С радостным предчувствием сердец вступили мы в землю враждебную и, не обретая никого, могущего нам сопротивиться, продолжали свое шествие. Внезапно небо померкло от стрел свистящих; топот и шум, треск и крик раздались отвсюду, и мы узрели себя окруженных ратию муромскою. Сеча была жестокая; кровь обагрила землю злачную. Всадники мои падали стремглав с коней своих; изнеможенные утоляли жажду из ручья, текущего кровию друзей и неприятелей. Подобно вепрю уязвленному, вращался я во все страны; наконец конь мой пал, и я ощутил рану в бедре моем.

«Судьба неправосудная! — вскричал я в полной ярости своей, — неужели должно мне обратиться в бег постыдный?»

Собрав последние силы, оградясь щитом и воздвигнув меч, пробил я ряды вражеские и достиг рубежей туровских. Едва довлекся я до явора тенистого, силы меня оставили, меч и щит исторглись из рук моих, я пал на землю, и очи мои смежились бесчувствием. Падшая роса вечерняя раздражила рану мою; воспрянул я от сна смертного и окрест себя познаю Гломара и некиих из друзей моих. Огни возжены повсюду; ратники, разделенные на несколько дружин, возлежали на холмах и припекали рапы тяжкие. В недальнем от меня расстоянии узрел я трофеи, составленные из одежд и оружий муромских; у ног моих стояло довольное число витязей вражеских, в одеянии блестящем; руки их скреплены были вервиями.

«Праведное небо! — воззвал я, обратись к Гломару, — что значит все, мною зримое? или полчища мои?» — «Юноша неопытный! — ответствовал Гломар, заключа меня в объятия, — полчища твои рассеяны, как рассевается прах под крылом ревущего вихря, и се зришь ты остатки их на холмах. Но почто народу твоему знать участь, тебя постигшую, когда она неблагоприятна? Чело войны изменчиво. Сей раз воззрела она к тебе кровавым оком негодования за столь долгое твое бездействие; в другой раз осклабит к тебе уста свои, как невеста к жениху. Познай, что совершил я и что свершить намерен: муромцы, видя пас, одних поверженных, других рассеянных, спокойно направили путь к своей столице. Едва удалились они, я остановил ряды свои, собрал остатки воедино и паки обратился на поле битвы. По моему велению, все мертвые и раненые муромцы обнажены от одежд своих; оружие их тщательно собрано и, соединенное с оружием падших турян, воздвигло сей курган высокий.

Тогда устремляюсь я к веси соседственной, похищаю старцев, юношей и пастырей безоружных, облачаю их в одежды знатных муромцев, коих лица представят они при торжественном вшествии твоем во град престольный. Уже посланы гонцы возвестить в нем твою победу и скорое возвращение».

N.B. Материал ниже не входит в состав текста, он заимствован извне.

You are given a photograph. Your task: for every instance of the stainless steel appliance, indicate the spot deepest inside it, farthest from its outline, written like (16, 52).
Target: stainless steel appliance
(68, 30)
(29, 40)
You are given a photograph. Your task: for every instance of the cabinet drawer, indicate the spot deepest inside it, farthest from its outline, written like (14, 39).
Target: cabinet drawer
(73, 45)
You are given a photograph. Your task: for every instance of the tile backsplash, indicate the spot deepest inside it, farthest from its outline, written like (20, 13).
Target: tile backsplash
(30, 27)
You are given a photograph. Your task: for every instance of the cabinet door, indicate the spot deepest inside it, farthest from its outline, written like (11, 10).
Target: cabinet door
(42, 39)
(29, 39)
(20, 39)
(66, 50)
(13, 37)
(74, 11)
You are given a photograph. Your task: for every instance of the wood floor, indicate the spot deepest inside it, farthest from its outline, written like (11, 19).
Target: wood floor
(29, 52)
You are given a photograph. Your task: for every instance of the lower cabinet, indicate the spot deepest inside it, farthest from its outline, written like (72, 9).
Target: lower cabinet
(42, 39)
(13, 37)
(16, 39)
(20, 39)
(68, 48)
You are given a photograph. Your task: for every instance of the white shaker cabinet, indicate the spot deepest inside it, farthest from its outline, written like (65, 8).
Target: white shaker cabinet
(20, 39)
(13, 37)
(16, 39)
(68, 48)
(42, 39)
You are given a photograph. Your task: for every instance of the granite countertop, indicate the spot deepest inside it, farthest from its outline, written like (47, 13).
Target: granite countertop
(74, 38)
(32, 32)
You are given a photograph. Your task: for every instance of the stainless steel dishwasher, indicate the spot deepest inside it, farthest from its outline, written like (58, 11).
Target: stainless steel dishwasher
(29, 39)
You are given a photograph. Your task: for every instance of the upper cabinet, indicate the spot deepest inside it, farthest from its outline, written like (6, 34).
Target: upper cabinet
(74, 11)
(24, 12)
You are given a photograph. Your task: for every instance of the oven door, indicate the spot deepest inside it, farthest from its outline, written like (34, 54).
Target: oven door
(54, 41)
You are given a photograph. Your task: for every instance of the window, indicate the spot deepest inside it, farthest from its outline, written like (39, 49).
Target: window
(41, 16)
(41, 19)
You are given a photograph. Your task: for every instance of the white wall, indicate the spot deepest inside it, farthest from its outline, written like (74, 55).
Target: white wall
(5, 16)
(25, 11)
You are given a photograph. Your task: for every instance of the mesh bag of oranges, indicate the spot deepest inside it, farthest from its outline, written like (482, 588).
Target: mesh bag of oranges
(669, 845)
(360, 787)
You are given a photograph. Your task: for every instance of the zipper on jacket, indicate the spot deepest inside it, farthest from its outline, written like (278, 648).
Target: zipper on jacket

Облобызал я Гломара, друга верного и вождя опытного. К ране моей приложено зелие целебное. Вся ночь прошла в беседе об ужасах дня минувшего. Наутро мы в торжестве двинулись к Турову; на третий день узрели высокие башни его.

Радостный вопль народа, мешаясь со звоном бубнов и кимвалов, колебал воздух. Старцы, юноши, жены и девы туровские вышли нам во сретение и усыпали путь цветами по моему велению; захваченные пастыри муромские — да не возвестят народу тайны сей победы — всенародно преданы острею меча. Взошел я в свои палаты белокаменные, и широкий двор мой покрылся пиршественными столами для воинства и народа. Яствы и пития были обильные; победные песни юношей услаждали слух мой. Торжественные огни воспылали на стогнах градских; упоенный радостию, возлег я на ложе свое. Колико сладостна мысль и о победе мнимой! Что же чувствует истинный победитель?»

Вечер XI

«Недолговременно было торжество мое. В часы той же ночи, при свете месяца полного, узрел я окрест себя тысячи теней окровавленных. Померкшие, свинцовые очи их ко мне обращены были. Тени простирали персты с угрозами, открывали изъязвленные перси и глухим, могильным гласом шептали: «Мы невинные муромцы, падшие под острием мучительного меча твоего! Кровь наша не отмщена еще!»

Хладный пот оросил чело мое. Члены мои отяжелены, как бревна дубовые. Мозг в голове моей превратился в лед.